Третья подавала голос:
– Уж лучше мне, с возвратом. Почтой вышлю. До востребования!
И лишь старуха в грязной белой юбке укоризненно произнесла:
– Бесстыжие вы девки, как я погляжу!
И затем, обращаясь ко мне:
– А ты не смущайся. Не будь чем кисель разливают. Будь чем кирзу раздают!..
Я шел и повторял: «О, как жить дальше? Как жить дальше?.. Нельзя быть девственником в мои годы! Где достать цианистого калия?!..»
На обратном пути я снова заблудился. Причем теперь уже окончательно.
Я миновал водонапорную башню. Спустился к берегу пруда. Оттуда вела тропинка к эстакаде. Потом я обогнул двухэтажное серое здание. Больнично-кухонные запахи неслись из его распахнутых дверей. Я спросил у какого-то парня:
– Что это?
Парень мне ответил:
– Пищеблок.
Через минуту я заметил в траве бурые рельсы узкоколейки. Прошел еще метров тридцать. И тут я увидел моих однокурсников – Зайченко с Лебедевым. Они шли в толпе работяг, предводительствуемые бригадиром. Заметив меня, начали кричать:
– Вот он! Вот он!
Бригадир вяло поинтересовался:
– Где ты пропадал?
– Искал, – говорю, – четвертый холодильник.
– Нашел?
– Пока нет.
– Тогда пошли с нами.
– А как же накладные?
– Какие накладные?
– Которые я должен был забрать у Мищука.
В этот момент бригадира остановила какая-то женщина с портфелем:
– Товарищ Мищук?
– Да, – ответил бригадир.
Я подумал – бред какой-то…
Женщина между тем вытащила из портфеля бюст Чайковского. Протянула бригадиру голубоватую ведомость:
– Распишитесь. Это за второй квартал.
Бригадир расписался, взял Чайковского за шею, и мы направились дальше.

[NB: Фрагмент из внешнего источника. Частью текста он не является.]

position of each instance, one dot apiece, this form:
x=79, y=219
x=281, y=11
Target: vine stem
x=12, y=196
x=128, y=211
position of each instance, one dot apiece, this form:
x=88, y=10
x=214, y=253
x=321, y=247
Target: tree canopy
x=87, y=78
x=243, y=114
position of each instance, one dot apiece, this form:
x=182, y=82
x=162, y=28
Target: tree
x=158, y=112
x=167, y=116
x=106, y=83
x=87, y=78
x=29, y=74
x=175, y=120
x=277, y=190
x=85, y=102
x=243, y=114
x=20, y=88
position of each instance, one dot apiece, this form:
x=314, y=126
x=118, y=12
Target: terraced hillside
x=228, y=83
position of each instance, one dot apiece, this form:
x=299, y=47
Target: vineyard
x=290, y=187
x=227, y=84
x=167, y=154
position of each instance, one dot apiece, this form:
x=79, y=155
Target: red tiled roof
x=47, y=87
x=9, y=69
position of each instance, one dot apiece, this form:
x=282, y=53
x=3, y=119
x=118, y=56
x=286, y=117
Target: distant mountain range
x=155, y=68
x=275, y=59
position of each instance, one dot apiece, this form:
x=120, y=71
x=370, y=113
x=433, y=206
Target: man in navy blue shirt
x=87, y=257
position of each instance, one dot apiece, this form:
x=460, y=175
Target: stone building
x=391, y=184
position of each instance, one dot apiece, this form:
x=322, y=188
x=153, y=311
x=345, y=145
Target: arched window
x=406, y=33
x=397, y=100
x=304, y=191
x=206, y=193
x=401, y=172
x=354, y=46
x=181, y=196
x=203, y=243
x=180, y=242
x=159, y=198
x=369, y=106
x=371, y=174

Около высокой платформы темнел железнодорожный состав. Платформа вела к распахнутым дверям огромного склада. Около дверей прогуливался человек в зеленой кепке с наушниками. Галифе его были заправлены в узкие и блестящие яловые сапоги. Он резко повернулся к нам. Его нейлоновый плащ издал шелест газетной страницы. Бригадир спросил его:
– Ты сопровождающий?
Вместо ответа человек пробормотал, хватаясь за голову:
– Бедный я, несчастный… Бедный я, несчастный…
Бригадир довольно резко прервал его:
– Сколько всего?
– По накладным – сто девяносто четыре тонны… Вай, горе мне…
– А сколько не хватает?
Восточный человек ответил:
– Совсем немного. Четыре тонны не хватает. Вернее, десять. Самое большее – шестнадцать тонн не хватает.
Бригадир покачал головой:
– Артист ты, батя! Шестнадцать тонн глюкозы двинул! Когда же ты успел?
Гость объяснил:
– На всех станциях люди подходят. Наши советские люди. Уступи, говорят, дорогой Бала, немного винограда. А у меня сердце доброе. Бери, говорю.
– Ну да, – кивнул бригадир, – и втюхиваешь им, значит, шестнадцать тонн государственной собственности. И, как говорится, отнюдь не по безналичному расчету.
Восточный человек опять схватился за голову:
– Знаю, что рыск! Знаю, что турма! Сэрдце доброе – отказать не могу.
Затем он наклонил голову и скорбно произнес:
– Слушай, бригадир! Нарисуй мне эти шестнадцать тонн. Век не забуду. Щедро отблагодару тебя, джигит!